Power

Obama Calls on Congress to ‘Ban the Box’ on Criminal Records

President Obama's directive to delay inquiries into criminal records could move the government closer to outlawing disclosure of past felonies as a prerequisite for employment.

President Obama's directive to delay inquiries into criminal records could move the government closer to outlawing disclosure of past felonies as a prerequisite for employment. Action Sports Photography / Shutterstock.com

Criminal justice advocates scored a big win Monday with President Obama’s announcement of new measures aimed at easing reintegration of returning citizens—individuals released from state and federal prisonswho number more than 600,000 annually.

As part of a broader plan to tackle mass incarceration, Obama ordered federal agencies to delay inquiries into criminal backgrounds in a bid to prevent employment discrimination against formerly incarcerated people.

His directive is expected to move the government closer to “banning the box”: ending the hiring practice that requires prospective employees to disclose past felonies on job applications.

The president also called on Congress to take a lead from those states, cities, and private companies that have already chosen to ban the box, by considering bipartisan legislation that would outlaw the practice for federal hiring, including hiring by federal contractors.

Nineteen states from every region of the country have implemented these “fair chance” laws, according to a database compiled by the National Employment Law Project (NELP).

More than 100 cities have similar laws on the books. New York City’s Fair Chance Act, which was passed by its city council in June, kicked in on October 27, effectively opening new doors for the estimated 2.5 million residents there who have criminal records.

Alyssa Aguilera, political director at VOCAL-NY, told Rewire the Fair Chance Act is “the most progressive fair chance hiring policy in the country”—partly because it goes beyond federal jobs and contractors and applies to private sector workplaces with four or more employees, and also because it “bans the box” not only from job applications, but even in interviews until a tentative hire offer has been made.

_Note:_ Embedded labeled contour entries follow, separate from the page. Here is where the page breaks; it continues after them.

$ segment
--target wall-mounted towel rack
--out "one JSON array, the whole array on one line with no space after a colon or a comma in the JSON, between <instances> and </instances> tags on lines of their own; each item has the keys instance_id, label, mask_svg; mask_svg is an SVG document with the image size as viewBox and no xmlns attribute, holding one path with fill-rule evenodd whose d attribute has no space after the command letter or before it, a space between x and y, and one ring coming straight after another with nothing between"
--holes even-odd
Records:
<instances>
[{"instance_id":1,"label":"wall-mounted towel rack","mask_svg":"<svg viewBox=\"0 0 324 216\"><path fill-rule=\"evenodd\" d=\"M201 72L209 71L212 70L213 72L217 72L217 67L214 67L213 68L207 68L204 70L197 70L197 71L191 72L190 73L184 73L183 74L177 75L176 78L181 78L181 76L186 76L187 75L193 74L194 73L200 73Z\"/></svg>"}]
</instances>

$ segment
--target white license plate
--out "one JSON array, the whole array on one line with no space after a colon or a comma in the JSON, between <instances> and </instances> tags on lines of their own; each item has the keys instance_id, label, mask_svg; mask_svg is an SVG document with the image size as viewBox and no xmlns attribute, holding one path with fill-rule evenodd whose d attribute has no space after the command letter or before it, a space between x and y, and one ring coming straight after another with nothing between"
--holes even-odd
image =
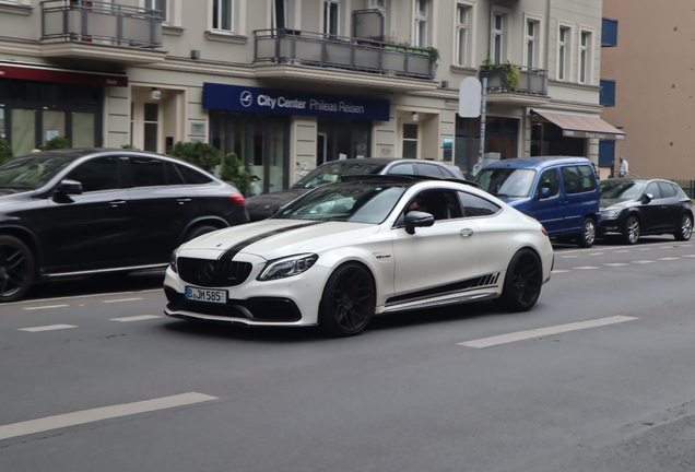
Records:
<instances>
[{"instance_id":1,"label":"white license plate","mask_svg":"<svg viewBox=\"0 0 695 472\"><path fill-rule=\"evenodd\" d=\"M227 303L227 291L215 291L210 288L186 287L186 299L207 303Z\"/></svg>"}]
</instances>

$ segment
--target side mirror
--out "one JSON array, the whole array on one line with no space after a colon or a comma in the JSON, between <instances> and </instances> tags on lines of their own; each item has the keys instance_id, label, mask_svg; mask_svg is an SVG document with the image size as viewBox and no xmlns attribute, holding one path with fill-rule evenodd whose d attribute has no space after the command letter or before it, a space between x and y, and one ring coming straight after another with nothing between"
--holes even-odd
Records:
<instances>
[{"instance_id":1,"label":"side mirror","mask_svg":"<svg viewBox=\"0 0 695 472\"><path fill-rule=\"evenodd\" d=\"M81 194L82 193L82 184L80 184L76 180L70 180L70 179L62 179L60 181L60 184L58 184L58 187L56 188L56 191L68 196L68 194Z\"/></svg>"},{"instance_id":2,"label":"side mirror","mask_svg":"<svg viewBox=\"0 0 695 472\"><path fill-rule=\"evenodd\" d=\"M405 214L405 233L415 234L416 227L426 227L434 224L434 216L429 213L411 211Z\"/></svg>"}]
</instances>

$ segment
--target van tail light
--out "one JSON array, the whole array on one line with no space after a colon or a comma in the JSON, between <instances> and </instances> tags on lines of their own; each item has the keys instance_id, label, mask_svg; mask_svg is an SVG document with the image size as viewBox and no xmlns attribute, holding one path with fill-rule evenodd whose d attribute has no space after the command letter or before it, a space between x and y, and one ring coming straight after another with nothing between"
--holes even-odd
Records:
<instances>
[{"instance_id":1,"label":"van tail light","mask_svg":"<svg viewBox=\"0 0 695 472\"><path fill-rule=\"evenodd\" d=\"M246 205L246 200L244 199L244 196L242 193L232 193L229 198L234 200L234 203L238 204L239 206Z\"/></svg>"}]
</instances>

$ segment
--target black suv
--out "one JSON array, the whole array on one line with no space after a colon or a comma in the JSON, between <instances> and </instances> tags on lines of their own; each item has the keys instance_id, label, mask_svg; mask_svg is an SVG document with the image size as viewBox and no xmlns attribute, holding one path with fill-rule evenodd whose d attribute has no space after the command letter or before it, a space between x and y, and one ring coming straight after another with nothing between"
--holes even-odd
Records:
<instances>
[{"instance_id":1,"label":"black suv","mask_svg":"<svg viewBox=\"0 0 695 472\"><path fill-rule=\"evenodd\" d=\"M248 222L242 193L182 161L109 149L0 166L0 302L34 280L166 267L181 243Z\"/></svg>"}]
</instances>

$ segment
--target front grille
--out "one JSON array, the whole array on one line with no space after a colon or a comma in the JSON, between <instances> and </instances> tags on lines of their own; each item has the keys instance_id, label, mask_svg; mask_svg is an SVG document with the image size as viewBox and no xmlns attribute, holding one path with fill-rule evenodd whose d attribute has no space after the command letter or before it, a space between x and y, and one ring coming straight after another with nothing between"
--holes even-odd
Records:
<instances>
[{"instance_id":1,"label":"front grille","mask_svg":"<svg viewBox=\"0 0 695 472\"><path fill-rule=\"evenodd\" d=\"M184 282L207 287L240 285L251 273L250 262L178 258L178 275Z\"/></svg>"}]
</instances>

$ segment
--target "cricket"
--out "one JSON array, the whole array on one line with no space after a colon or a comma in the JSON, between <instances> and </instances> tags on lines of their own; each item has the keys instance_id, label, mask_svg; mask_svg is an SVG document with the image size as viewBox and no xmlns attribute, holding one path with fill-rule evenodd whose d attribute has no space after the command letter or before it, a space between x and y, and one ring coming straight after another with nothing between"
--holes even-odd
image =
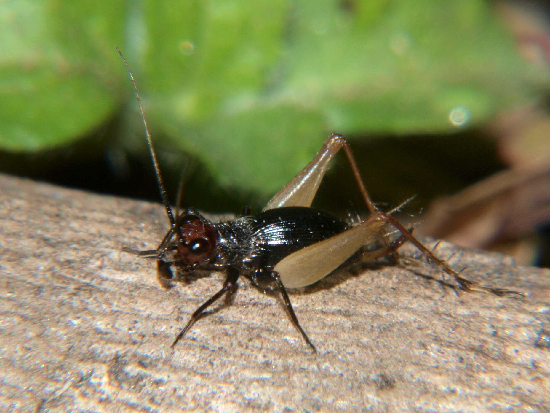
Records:
<instances>
[{"instance_id":1,"label":"cricket","mask_svg":"<svg viewBox=\"0 0 550 413\"><path fill-rule=\"evenodd\" d=\"M170 224L156 249L124 251L156 258L158 281L164 288L173 286L173 281L186 282L188 275L199 271L220 271L226 277L221 289L191 314L175 337L172 347L208 307L224 295L233 294L239 279L244 277L261 290L280 294L292 324L311 350L316 352L298 321L287 290L312 284L358 254L361 261L369 262L393 254L406 241L413 244L432 265L452 277L458 290L499 296L522 295L505 289L483 286L463 278L437 258L391 212L380 210L365 188L349 144L337 133L327 138L311 162L257 214L251 214L250 209L245 207L234 219L212 222L191 208L180 213L178 205L174 213L168 201L135 79L118 47L117 51L134 85L157 186ZM331 160L340 150L346 155L369 211L368 216L359 222L311 206ZM399 234L393 241L388 236L392 232Z\"/></svg>"}]
</instances>

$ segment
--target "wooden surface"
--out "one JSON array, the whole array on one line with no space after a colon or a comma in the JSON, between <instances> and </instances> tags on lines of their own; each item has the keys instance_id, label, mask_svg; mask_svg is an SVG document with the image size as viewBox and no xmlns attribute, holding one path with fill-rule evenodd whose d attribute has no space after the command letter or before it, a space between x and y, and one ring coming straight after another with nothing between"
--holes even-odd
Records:
<instances>
[{"instance_id":1,"label":"wooden surface","mask_svg":"<svg viewBox=\"0 0 550 413\"><path fill-rule=\"evenodd\" d=\"M337 271L290 295L316 355L243 279L173 350L222 277L164 290L122 251L156 247L160 205L5 176L0 197L2 411L550 410L547 269L438 249L525 298L457 296L420 261Z\"/></svg>"}]
</instances>

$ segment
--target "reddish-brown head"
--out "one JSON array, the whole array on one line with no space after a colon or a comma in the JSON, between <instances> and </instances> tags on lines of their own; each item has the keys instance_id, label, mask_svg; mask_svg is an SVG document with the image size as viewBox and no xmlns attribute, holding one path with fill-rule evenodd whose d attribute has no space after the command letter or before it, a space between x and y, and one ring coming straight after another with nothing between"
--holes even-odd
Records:
<instances>
[{"instance_id":1,"label":"reddish-brown head","mask_svg":"<svg viewBox=\"0 0 550 413\"><path fill-rule=\"evenodd\" d=\"M195 211L185 211L178 220L178 260L190 267L206 264L212 258L217 238L210 221Z\"/></svg>"}]
</instances>

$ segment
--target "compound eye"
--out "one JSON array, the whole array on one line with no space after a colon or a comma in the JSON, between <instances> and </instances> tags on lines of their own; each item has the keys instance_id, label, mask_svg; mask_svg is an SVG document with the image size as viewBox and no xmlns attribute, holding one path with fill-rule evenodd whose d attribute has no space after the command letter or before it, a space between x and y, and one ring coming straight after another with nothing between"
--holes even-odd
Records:
<instances>
[{"instance_id":1,"label":"compound eye","mask_svg":"<svg viewBox=\"0 0 550 413\"><path fill-rule=\"evenodd\" d=\"M210 248L210 243L206 238L195 238L188 245L189 252L193 255L204 254Z\"/></svg>"}]
</instances>

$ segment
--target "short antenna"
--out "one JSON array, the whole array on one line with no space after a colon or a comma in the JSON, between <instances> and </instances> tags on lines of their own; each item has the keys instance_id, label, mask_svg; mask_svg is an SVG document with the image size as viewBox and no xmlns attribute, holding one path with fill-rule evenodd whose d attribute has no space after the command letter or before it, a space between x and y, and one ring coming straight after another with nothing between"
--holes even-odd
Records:
<instances>
[{"instance_id":1,"label":"short antenna","mask_svg":"<svg viewBox=\"0 0 550 413\"><path fill-rule=\"evenodd\" d=\"M122 52L118 48L118 46L117 46L117 51L118 52L118 54L120 55L120 58L122 59L122 61L124 62L124 66L126 66L126 69L128 71L128 74L130 75L130 79L131 79L132 84L134 85L134 90L135 91L136 98L138 99L138 104L139 105L139 110L141 112L143 125L145 127L145 135L147 137L147 144L149 145L149 153L151 154L151 157L153 160L153 166L155 167L155 174L157 177L157 184L158 186L158 191L161 193L162 203L164 204L166 214L168 215L168 219L170 220L170 225L172 226L172 229L175 229L176 226L175 220L174 219L174 214L172 212L172 208L170 208L170 204L168 202L168 197L166 195L166 188L164 187L164 182L162 180L162 176L161 175L161 169L158 166L158 160L157 159L157 154L155 153L155 148L153 147L153 141L151 139L149 127L147 124L147 121L145 120L145 112L143 110L143 105L141 104L141 97L140 96L139 90L138 90L138 85L136 84L135 79L134 78L134 75L132 74L131 70L130 70L130 66L128 66L128 63L126 61L126 59L124 58L124 56L123 55Z\"/></svg>"}]
</instances>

Shortly after Obama’s speech Monday, in which he also announced educational grants totaling $8 million to be distributed over three years to returning citizens, Twitter lit up in support for #BanTheBox, with Sen. Elizabeth Warren (D-MA) tweeting: “A criminal record shouldn’t mean a life sentence of poverty.”

For millions of returning citizens, however, this has long been the case.

An April 2015 fact sheet produced by the NELP revealed that men with a criminal record comprise 34 percent of unemployed men between 25 and 54 years of age, while a former inmate at the peak of their working life could expect to earn $192,000 less than a person who had never been incarcerated.

Banning the box is expected to give returning citizens a fair break, but some feel it falls short of larger goals within the movement to reform the criminal justice system.

“We applaud all the steps Obama is taking to try to ease re-entry of people back into society,” Mujahid Farid, director of the NYC-based organization Release Aging People in Prison (RAPP), told Rewire. “But we don’t think what he is doing is going far enough.”

Farid, who himself was incarcerated for 33 years, said the president’s heavy focus on so-called nonviolent offenders is too narrow to effectively tackle the issue of mass incarceration, adding, “nothing is going to be solved until we get to the root of the problem, which is the punishment paradigm in this country.”